Cualquier intento de clasificarlos por su ardor pasional, esa forma de adicción al peligro, será completamente inútil. Ni la mitología ha descrito jamás una devoción parecida, ni la psiquiatría ha catalogado tan infrecuente locura de amor, ni los estudiosos del genoma han conseguido identificar el gen responsable de esta calentura sin remedio. Sabemos muy poco sobre ella. Si acaso, que se trata de una fiebre de sábado a domingo que, gane o pierda el equipo, sólo puede subir.
Tampoco podemos definirlos por sus gustos personales: guardan un mismo respeto a iconos tan diferentes como José Eulogio Gárate o Cholo Simeone. José Eulogio era un ingeniero industrial nacido en Argentina, pero flor de Neguri. Su adinerada familia fabricaba las famosas bicicletas GAC en la factoría y él fabricaba bicicletas en el aire del estadio Calderón.
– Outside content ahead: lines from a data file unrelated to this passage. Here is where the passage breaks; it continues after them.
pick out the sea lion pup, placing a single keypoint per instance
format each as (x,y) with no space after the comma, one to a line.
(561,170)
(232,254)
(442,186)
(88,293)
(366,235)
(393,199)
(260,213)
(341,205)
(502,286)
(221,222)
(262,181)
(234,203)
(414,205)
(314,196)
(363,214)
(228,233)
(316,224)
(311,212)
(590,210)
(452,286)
Tenía una portentosa habilidad para caminar por el alambre; pedía el balón, lo envolvía entre las botas y avanzaba por el césped sobre las punteras con una frágil disposición de bailarín clásico o, dicho más propiamente, con un medido tacto de funámbulo. Es imposible encontrar en su época un caballero más íntegro: nadie dibujó el contraataque con pluma más fina, nadie recibió más patadas que él, nadie las aceptó con mejor talante.
El Cholo, en cambio, es melodía de arrabal. Si José Eulogio era capaz de morir por una pelota, El Cholo era capaz de matar por ella. Llevaba un juramento comanche escrito en la cara y supo interpretar las exigencias de la competición con la doble voluntad del compañero y del sicario. Nadie le vio derramar una lágrima cuando emigró a Italia, pero todos sabemos que se fue llorando.
Se fue llorando porque no era simplemente un seguidor incondicional, sino un verdadero militante. Como Gárate, y como dos docenas de rojiblancos a los que quiero con la verdad del amigo, se ha tatuado los barrotes de la camiseta en el pecho. Todo sea por evitar que el corazón pueda escaparse al Bernabéu en algún descuido.